The security risks of social media video-sharing site TikTok recently highlighted by Republican lawmakers are real, but cybersecurity experts say they aren’t unique to the Chinese-owned app.
This is because every time a user grants a smartphone app access to their location, contacts, camera, and microphone, it opens up an avenue that can be exploited by hacking and phishing schemes. In extreme cases, hackers can access your device’s camera and microphone capabilities without your knowledge, or use GPS data to track your location.
What makes TikTok different is that its parent company, ByteDance, is Chinese, making it susceptible to influence and outright control by China’s authoritarian government. Last month, FBI Director Christopher Wray said the app’s mass adoption was a national security concern and that security negotiations were underway between the company and the Biden administration.
“Everything[TikTok]has could be in the hands of the Chinese government,” he said. Khaled Sabha, cybersecurity lecturer at the University of Wisconsin-Milwaukee, said: “The Chinese government may ask TikTok … or force it to share user information.”
The concerns prompted a Republican congressional delegation from Wisconsin to write to Democratic Gov. Tony Evers last week asking him to ban the app from state-owned devices. Some states have already done so, including the Maryland governor who announced the move last week.
A cybersecurity expert told Wisconsin Public Radio that in Wisconsin, individual users should consider the potential risks of using social media. However, TikTok security did not go so far as to support a ban on TikTok, saying the risks are almost the same as those of simply carrying a smartphone.

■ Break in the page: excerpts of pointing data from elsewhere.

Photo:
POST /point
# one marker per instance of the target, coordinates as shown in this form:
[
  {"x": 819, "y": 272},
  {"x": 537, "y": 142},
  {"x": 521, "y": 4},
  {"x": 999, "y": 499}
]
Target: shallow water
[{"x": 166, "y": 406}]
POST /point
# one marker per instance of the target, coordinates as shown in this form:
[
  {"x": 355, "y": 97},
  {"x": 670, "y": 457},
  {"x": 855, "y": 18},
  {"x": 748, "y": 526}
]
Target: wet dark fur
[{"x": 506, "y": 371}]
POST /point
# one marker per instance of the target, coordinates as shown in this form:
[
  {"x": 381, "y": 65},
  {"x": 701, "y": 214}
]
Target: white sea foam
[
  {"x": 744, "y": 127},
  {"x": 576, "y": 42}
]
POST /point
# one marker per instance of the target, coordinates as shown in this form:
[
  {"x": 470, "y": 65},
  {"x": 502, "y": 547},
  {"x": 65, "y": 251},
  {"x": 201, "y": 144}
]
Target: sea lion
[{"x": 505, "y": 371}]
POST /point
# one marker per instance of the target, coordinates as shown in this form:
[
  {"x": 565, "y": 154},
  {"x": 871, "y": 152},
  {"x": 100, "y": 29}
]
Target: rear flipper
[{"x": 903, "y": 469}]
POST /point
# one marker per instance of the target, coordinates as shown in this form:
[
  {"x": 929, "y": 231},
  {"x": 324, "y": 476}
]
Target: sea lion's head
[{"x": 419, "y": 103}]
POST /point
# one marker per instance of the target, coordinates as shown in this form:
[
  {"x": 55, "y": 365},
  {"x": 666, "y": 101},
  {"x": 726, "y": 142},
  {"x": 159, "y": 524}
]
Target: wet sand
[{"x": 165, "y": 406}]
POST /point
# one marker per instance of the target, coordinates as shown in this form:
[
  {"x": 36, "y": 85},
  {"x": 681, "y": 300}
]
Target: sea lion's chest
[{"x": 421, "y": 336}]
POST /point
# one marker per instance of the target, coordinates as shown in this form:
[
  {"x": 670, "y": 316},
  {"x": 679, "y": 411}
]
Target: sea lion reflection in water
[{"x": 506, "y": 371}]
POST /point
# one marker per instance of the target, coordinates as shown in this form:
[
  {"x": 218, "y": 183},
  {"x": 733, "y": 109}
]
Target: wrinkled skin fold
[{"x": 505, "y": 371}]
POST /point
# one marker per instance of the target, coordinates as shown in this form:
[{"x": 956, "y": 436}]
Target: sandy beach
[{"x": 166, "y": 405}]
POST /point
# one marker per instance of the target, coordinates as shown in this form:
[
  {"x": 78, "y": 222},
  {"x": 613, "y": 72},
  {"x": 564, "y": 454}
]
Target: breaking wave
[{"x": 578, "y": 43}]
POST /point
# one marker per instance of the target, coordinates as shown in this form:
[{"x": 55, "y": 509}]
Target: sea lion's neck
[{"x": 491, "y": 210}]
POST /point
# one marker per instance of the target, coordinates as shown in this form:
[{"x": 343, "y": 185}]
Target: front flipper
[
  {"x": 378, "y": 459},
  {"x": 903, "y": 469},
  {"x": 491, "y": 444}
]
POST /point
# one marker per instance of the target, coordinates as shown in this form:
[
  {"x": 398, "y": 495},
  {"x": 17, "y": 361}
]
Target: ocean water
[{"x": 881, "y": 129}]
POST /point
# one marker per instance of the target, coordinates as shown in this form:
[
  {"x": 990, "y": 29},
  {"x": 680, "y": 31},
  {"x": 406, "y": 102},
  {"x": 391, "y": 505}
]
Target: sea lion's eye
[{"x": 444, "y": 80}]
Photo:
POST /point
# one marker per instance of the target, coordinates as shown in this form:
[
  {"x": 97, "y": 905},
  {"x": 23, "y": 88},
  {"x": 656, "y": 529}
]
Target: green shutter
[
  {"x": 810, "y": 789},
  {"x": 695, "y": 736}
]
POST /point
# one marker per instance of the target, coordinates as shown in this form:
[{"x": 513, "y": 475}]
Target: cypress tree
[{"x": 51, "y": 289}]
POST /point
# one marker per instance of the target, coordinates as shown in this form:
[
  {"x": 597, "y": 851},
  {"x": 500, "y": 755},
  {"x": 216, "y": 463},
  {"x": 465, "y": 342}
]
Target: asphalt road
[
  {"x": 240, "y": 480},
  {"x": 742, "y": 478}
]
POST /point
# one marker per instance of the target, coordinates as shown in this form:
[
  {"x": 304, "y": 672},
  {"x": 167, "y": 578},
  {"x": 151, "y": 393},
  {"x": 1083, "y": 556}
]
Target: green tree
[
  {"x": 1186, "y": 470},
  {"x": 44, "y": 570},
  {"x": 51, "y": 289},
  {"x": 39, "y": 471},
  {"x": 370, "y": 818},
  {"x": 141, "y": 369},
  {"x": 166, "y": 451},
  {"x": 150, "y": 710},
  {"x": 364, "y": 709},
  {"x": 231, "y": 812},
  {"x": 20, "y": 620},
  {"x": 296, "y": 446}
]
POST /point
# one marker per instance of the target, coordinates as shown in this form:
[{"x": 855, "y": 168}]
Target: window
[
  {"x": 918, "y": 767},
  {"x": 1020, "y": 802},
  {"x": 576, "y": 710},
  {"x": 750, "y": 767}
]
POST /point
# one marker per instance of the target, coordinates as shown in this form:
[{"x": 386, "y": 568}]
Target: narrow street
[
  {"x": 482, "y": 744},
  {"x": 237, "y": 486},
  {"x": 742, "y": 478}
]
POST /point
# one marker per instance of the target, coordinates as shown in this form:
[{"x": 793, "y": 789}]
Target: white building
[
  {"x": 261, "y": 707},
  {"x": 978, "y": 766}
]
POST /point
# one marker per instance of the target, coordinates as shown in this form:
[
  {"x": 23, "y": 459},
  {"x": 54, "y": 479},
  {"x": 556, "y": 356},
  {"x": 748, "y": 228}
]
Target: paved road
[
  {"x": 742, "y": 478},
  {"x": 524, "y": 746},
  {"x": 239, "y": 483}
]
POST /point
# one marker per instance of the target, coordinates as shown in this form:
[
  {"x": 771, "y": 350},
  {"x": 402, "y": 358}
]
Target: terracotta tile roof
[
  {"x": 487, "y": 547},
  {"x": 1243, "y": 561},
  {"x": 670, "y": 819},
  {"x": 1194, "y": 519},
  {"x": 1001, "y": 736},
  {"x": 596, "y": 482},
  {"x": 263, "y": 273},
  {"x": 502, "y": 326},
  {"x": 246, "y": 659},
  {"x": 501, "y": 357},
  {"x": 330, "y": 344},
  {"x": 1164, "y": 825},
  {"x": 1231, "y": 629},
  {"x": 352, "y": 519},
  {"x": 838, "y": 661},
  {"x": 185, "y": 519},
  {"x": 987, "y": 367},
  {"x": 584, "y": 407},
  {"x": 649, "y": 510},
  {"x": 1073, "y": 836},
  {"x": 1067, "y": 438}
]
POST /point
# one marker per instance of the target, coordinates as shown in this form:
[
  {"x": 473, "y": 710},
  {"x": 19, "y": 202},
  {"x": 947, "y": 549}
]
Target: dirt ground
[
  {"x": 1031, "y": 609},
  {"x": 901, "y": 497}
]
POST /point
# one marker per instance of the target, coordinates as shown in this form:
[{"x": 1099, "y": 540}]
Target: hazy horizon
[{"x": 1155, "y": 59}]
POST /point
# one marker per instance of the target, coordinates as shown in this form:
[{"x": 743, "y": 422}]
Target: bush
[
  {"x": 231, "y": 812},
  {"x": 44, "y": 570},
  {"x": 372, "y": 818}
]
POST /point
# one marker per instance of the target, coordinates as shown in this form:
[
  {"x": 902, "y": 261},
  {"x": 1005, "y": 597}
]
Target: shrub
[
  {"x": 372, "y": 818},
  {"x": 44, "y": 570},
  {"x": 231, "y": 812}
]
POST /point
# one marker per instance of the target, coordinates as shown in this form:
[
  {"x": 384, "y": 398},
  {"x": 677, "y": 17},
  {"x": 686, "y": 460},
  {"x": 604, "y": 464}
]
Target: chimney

In the letter, Republican lawmakers called the app a “surveillance tool” that “tracks cell phone user data, such as user location data and user keystrokes, even when the app is not in use.”
Keatron Evans, Principal Security Researcher at InfoSec Institute, said: “But I think it’s the horror of the social media apps you put on your device.”
Sign up for daily news!
Stay up to date with WPR’s email newsletter.
This is because hackers and scammers can exploit security loopholes or trick users into sharing their data through phishing schemes. The large amount of user data collected and stored by social media companies can also be vulnerable to exploitation by hackers targeting the companies themselves or their databases.
“There is no difference with TikTok,” said Michael Patton, director of the Cybersecurity Center of Excellence at the University of Wisconsin-Oshkosh. Insert your social media product here.”
Lawmakers say the app’s ties to the Chinese government are making a difference. In addition to signing the letter to Evers, U.S. Congressman Mike Gallagher (R-Green Bay) sponsored federal legislation to ban the app entirely in the United States.
The app’s audience and its cultural impact is enormous and growing. The company reportedly has more than 1 billion users worldwide, and he may have as many as 80 million in the United States. Its users’ short videos have spawned dancing trends, famous pets and, in some cases, fostered supportive communities. It’s also known for its algorithms’ amazing ability to predict which videos will appeal to individual users.
In response to the lawmaker’s letter, Evers spokesman Britt Coudabach told The Associated Press that the administration takes cybersecurity threats seriously and said, “Regarding this and other evolving cybersecurity, law enforcement agencies, cybersecurity “We will continue to rely on the judgment and advice of our counterintelligence experts.” problem. “
Patton said it may not be necessary to outright ban a country’s use of TikTok to protect itself from such threats.
“Does[the tourism board]use it to promote tourism? Maybe that’s OK,” Patton said. “And maybe they have a special device to do that. should.”
Evans also said that using a separate device for TikTok could be a good security policy for government officials, celebrities and other potential targets of hacking to better isolate potential intrusions. I said yes.